TOWNSEND — An energy reduction plan is the final criteria for Townsend to apply to be come a Green Community.
Such a plan will detail how Townsend will reduce it’s energy use by 20 percent over the next five years. The Energy Committee is planning to have it’s work complete by March 15 and though the next Green Community designation is some time in July, Energy Committee Member Sue Dejniak says the plan is to submit early to allow for questions or revisions which need to be made.
To begin, the Energy Committee has requested support from our local boards, committees and councils on ways to cut energy expenditure in heating, cooling and lighting systems as well as ways to update appliances. Over the next few weeks, the Energy Committee will be looking at everything from higher efficiency bulbs to installing more efficient pumps and solar collectors.
“At this point we don’t want to rule out anything,” Sheehan said.
According to Dejniak, the board has received a lot of feedback.
“We have lots of great information,” she said. “Suggestions from the highway, water and other departments have been coming in as our members are out talking to and meeting with other boards, there had been a lot of communication.”
Four of the five criteria for Green Designation have been met. Townsend’s old landfill and old industrial and municipal facilities have been eyed for renewable or alternative energy generation, research and development, or manufacturing facilities. The Committee says after designation, they will continue to move forward looking at other projects.

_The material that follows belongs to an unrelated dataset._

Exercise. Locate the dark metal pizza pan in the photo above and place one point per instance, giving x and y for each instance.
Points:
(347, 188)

An expedited application and permit process for as-of-right energy facilities has been adopted as well and the Stretch Energy Code was adopted at town meeting in November. With the exception of police cruisers, fire trucks, ambulances, plows, and other similar equipment that do not have a fuel-efficient options, a vehicle replacement plan has been implemented as well.
Once designated, the Massachusetts Department of Energy Resources will award the town a grant, the minimum has been around $130,000.
“We can then use that money to fund energy efficiency projects,” Sheehan said “Items we identify in the energy reduction plan will be likely candidates for some of this.”
After two years as a Green Community, Townsend can apply for competitive grants by submitting proposals to the DOER who then decide where to allot funding based on the best proposals.